Il contenzioso era cominciato nel dicembre del 2000: Veca, che all’epoca era uno dei responsabili della società di vigilanza gestito dalla sua famiglia, aveva firmato con Impastato un preliminare per l’acquisto di un immobile vicino alla vecchia stazione di Cinisi versando 420 milioni di vecchie lire, cioè l’intero valore dell’appartamento. Un attestato di fiducia verso «una persona che consideravo un amico e che, grazie alle sue conoscenze, mi aveva promesso di darmi una mano per ottenere qualche parte nel mondo del cinema», spiega Veca che già nel film I Cento Passi aveva interpretato il braccio destro di don Tano Badalamenti, il boss di Cinisi che aveva ordinato l’omicidio di Peppino. Il rogito notarile per concludere l’affare venne rinviato per sette anni fino a quando «Giovanni mi comunicò che la casa era coperta da un’ipoteca - racconta Veca - e che quindi mi avrebbe rimborsato l’intera somma. Cosa che però non è mai avvenuta, mi ha restituito solo una parte dei soldi, circa 79 mila euro, e poi mi ha consegnato alcuni assegni che purtroppo sono tornati indietro non pagati». Anche perché, in quel momento, Impastato stava affrontando molte spese per la ristrutturazione della sua pizzeria nei pressi dello svincolo di Villagrazia di Carini e per tre cause di lavoro perse contro ex dipendenti.

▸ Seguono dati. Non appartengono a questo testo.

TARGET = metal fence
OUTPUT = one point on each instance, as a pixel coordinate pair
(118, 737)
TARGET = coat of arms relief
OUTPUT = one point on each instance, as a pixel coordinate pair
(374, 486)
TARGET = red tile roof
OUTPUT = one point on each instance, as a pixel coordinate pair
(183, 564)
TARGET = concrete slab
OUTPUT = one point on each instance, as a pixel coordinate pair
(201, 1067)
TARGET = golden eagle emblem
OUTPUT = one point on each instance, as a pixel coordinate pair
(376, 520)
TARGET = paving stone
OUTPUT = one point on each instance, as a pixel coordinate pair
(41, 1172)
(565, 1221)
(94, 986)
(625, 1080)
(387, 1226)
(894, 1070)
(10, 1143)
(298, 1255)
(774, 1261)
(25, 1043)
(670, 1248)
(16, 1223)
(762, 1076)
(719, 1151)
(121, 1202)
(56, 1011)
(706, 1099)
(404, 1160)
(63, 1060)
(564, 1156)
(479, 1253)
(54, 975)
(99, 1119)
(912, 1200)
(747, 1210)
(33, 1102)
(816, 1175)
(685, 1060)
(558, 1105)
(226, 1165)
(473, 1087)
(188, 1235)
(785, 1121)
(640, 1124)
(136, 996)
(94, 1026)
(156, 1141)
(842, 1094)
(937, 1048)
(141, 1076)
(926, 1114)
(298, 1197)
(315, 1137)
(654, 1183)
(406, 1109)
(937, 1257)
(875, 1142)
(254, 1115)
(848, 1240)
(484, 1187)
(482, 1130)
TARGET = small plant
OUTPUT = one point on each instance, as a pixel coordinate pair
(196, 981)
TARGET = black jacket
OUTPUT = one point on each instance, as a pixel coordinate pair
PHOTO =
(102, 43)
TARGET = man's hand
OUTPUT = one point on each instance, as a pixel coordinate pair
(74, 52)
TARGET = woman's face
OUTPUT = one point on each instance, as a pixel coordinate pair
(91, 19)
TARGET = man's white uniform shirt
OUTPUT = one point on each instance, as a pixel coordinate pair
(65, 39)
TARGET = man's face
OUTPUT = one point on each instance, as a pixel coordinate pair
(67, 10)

Ed è a questo punto che Veca capisce che ci sono poche possibilità di riavere i propri soldi, quindi fa causa e la vince: per Impastato arriva la condanna del tribunale che gli impone di pagare circa 130 mila euro, una cifra importante di cui il fratello di Peppino non disporrebbe. «Allora - continua Veca - ho chiesto a Giovanni di cedermi un suo bene, anche una casa, per chiudere la partita. Lui, invece, avrebbe voluto darmi 250 o 300 euro al mese ma solo quando ne avrebbe avuto la possibilità. Una proposta che non ho accettato perché di questo passo il debito si sarebbe stato estinto in almeno 45 anni e non credo di poter vivere fino a 130 anni per rivedere i miei soldi». Da qui il mandato a un avvocato per l’atto di pignoramento di tutti i beni immobili di Impastato, anche della Casa Memoria, museo e luogo simbolo della lotta alla mafia: «Non ho nulla contro la Casa Memoria - sottolinea Veca -. Sono stato costretto mio malgrado a pignorare tutti i beni di Giovanni, a me interessa semplicemente recuperare quanto dovuto». Veca ha anche scritto una mail al presidente della commissione Antimafia regionale, Antonello Cracolici, in cui denuncia i comportamenti di Impastato: «Può una tale persona andare nelle scuole e parlare ai ragazzini di legalità e antimafia? I nostri figli e i nostri nipoti devono essere salvaguardati da tutto e da tutti al di là delle loro parentele». Laconica la replica di Giovanni Impastato: «È una storia vecchia, i giudici verificheranno. Non ho altro da dire».